By Rep. Sam Farr (D-CA)
Congressional Record
June 12, 2007 (H6272)
[The DEPARTMENT OF HOMELAND SECURITY APPROPRIATIONS ACT, 2008] appropriates a record amount of spending, $36.3 billion. What we tried to do in the committee, and I want to commend Mr. Rogers and Mr. Price, was starting out asking what are the risk issues that we really need to face in the Nation. This whole emphasis has been essentially an antiterrorism effort, when, in reality, in creating this huge, huge bureaucracy and moving the Department of Agriculture and everybody else into it, what we have found from a lot of experts is that you really have to deal with issues such as the first responders would be the same for a terrorist activity as they would be for a natural disaster, and that we really have to base our decisions on risk-based management.

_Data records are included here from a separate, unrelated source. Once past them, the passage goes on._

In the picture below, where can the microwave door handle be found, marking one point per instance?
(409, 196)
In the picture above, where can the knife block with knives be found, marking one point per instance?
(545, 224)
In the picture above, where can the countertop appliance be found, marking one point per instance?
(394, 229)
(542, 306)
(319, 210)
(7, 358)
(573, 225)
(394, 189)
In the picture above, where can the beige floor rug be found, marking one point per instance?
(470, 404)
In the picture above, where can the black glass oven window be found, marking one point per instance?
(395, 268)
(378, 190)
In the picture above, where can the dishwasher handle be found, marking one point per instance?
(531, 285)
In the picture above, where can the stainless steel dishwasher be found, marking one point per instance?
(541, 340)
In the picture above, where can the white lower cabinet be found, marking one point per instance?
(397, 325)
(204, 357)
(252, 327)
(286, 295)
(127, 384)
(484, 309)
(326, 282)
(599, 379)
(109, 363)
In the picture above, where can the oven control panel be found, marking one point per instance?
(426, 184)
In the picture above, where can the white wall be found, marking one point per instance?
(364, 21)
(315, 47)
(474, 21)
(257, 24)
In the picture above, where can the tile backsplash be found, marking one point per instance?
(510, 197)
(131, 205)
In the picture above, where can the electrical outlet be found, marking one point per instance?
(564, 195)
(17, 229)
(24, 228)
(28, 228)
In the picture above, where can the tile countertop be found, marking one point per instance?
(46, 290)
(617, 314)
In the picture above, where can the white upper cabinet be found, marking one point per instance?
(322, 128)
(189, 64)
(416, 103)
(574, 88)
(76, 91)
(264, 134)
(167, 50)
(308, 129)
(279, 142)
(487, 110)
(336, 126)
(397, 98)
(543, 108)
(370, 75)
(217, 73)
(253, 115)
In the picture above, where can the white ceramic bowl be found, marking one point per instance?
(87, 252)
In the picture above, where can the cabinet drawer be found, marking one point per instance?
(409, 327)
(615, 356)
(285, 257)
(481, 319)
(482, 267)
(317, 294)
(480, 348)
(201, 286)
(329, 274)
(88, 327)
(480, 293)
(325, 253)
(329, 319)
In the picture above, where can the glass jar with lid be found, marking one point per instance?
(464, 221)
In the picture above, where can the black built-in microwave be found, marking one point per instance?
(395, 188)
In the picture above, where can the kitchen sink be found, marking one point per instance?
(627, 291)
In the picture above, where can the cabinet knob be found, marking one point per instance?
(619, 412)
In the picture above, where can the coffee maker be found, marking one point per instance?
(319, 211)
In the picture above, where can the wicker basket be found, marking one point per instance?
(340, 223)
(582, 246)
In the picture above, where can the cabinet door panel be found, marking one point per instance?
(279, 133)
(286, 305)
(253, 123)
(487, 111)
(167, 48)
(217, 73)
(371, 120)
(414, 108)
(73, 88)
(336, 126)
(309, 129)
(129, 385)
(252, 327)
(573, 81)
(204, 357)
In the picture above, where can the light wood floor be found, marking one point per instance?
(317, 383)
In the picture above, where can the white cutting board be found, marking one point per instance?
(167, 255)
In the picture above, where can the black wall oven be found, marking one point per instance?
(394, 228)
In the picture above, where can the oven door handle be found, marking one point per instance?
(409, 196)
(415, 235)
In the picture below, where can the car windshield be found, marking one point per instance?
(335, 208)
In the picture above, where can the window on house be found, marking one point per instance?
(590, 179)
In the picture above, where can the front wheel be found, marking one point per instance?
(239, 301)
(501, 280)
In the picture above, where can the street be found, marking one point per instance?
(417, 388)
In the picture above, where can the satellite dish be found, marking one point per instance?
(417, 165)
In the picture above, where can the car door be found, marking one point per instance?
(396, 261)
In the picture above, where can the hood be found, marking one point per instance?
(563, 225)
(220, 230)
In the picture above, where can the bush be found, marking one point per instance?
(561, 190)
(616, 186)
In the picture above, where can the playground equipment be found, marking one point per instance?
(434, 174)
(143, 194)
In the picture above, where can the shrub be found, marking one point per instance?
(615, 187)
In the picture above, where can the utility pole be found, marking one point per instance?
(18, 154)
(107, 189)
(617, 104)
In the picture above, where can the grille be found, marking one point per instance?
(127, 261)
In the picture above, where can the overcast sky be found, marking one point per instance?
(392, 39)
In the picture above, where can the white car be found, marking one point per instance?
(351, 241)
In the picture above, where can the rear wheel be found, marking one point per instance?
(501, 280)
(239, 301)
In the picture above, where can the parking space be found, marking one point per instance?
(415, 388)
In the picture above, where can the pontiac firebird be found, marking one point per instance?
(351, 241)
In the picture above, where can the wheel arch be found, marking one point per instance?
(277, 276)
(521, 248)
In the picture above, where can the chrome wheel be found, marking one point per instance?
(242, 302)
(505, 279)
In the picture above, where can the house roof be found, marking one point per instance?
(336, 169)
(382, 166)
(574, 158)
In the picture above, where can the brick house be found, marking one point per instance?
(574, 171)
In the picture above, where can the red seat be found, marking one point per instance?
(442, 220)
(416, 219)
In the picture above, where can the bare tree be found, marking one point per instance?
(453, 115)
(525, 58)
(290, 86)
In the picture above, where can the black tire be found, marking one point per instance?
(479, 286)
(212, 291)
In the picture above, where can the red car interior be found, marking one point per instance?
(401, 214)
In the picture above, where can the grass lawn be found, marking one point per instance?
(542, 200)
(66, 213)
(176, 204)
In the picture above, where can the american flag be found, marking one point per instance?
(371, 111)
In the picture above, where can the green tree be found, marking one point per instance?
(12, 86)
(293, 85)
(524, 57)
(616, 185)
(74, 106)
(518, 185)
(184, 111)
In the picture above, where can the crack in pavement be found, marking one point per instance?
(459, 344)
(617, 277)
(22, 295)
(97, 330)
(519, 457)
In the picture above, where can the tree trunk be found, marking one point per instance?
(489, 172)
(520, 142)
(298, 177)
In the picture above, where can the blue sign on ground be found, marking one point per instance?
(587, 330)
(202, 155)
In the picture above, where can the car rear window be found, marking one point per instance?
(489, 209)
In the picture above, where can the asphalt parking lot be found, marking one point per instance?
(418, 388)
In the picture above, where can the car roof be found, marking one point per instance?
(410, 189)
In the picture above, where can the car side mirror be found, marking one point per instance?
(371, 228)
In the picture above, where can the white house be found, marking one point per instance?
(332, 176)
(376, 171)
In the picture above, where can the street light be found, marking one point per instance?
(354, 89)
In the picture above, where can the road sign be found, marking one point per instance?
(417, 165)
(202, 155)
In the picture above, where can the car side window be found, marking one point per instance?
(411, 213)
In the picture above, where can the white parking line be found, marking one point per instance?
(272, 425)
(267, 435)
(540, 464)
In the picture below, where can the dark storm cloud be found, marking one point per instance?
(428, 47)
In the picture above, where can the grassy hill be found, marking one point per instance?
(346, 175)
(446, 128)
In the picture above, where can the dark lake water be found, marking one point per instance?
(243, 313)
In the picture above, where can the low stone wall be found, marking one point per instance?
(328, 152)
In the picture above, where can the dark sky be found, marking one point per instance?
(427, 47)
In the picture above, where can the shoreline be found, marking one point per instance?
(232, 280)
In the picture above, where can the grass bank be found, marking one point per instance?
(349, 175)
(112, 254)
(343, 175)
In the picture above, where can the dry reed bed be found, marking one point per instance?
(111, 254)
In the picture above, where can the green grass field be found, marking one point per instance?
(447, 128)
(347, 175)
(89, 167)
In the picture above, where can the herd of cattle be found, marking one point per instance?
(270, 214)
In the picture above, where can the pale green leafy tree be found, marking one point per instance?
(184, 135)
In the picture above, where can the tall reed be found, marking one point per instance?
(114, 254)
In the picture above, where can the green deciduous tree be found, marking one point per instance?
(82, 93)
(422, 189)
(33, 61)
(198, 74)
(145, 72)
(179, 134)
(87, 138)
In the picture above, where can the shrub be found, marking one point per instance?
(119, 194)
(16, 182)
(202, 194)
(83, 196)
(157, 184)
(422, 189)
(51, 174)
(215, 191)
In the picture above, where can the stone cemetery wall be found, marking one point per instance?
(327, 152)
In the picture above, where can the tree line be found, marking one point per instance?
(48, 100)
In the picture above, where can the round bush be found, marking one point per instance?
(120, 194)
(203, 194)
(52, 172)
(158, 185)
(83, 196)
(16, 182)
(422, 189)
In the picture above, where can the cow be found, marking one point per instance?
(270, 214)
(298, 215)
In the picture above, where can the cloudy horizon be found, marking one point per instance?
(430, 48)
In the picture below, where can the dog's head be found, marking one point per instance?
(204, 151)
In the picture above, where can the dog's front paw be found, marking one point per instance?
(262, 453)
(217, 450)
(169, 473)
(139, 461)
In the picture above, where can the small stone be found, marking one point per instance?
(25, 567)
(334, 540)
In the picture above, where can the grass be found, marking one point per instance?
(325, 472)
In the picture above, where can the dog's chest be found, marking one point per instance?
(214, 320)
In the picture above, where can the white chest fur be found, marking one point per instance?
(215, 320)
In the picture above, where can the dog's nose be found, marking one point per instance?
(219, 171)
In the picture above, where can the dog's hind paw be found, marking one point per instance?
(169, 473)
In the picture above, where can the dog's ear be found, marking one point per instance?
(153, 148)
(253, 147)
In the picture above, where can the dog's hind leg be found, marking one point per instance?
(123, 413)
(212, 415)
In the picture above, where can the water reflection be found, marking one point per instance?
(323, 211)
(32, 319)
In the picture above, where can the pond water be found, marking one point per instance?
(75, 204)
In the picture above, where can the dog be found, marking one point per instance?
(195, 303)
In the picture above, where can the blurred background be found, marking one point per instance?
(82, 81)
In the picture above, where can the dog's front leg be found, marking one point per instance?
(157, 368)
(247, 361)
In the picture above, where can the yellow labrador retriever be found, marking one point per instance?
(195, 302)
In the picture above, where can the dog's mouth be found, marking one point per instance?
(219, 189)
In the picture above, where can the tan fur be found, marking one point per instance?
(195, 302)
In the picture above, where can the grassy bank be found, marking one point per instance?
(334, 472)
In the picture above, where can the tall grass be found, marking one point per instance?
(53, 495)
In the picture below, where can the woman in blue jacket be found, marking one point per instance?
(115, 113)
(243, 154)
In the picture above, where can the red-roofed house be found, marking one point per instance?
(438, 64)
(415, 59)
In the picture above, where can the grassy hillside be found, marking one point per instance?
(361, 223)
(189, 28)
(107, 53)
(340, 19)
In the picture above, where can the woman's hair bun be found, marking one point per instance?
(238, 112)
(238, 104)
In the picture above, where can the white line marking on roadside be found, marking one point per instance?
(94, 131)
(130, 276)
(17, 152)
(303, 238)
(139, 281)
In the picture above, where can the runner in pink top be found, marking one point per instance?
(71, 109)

It was no more clear than in a place that we are just sort of throwing money at, which is the >border between Mexico and the United States. In testimony, we found that there are more terrorist incidents–in fact, there have been none on the Mexican-U.S. border, but there have been several on the U.S.-Canadian border where we have very little security whatsoever. So if you were acting just on risk management, you would put more assets on the Canadian border than on the Mexican border. But the emphasis here isn’t about homeland security; it is more about immigration.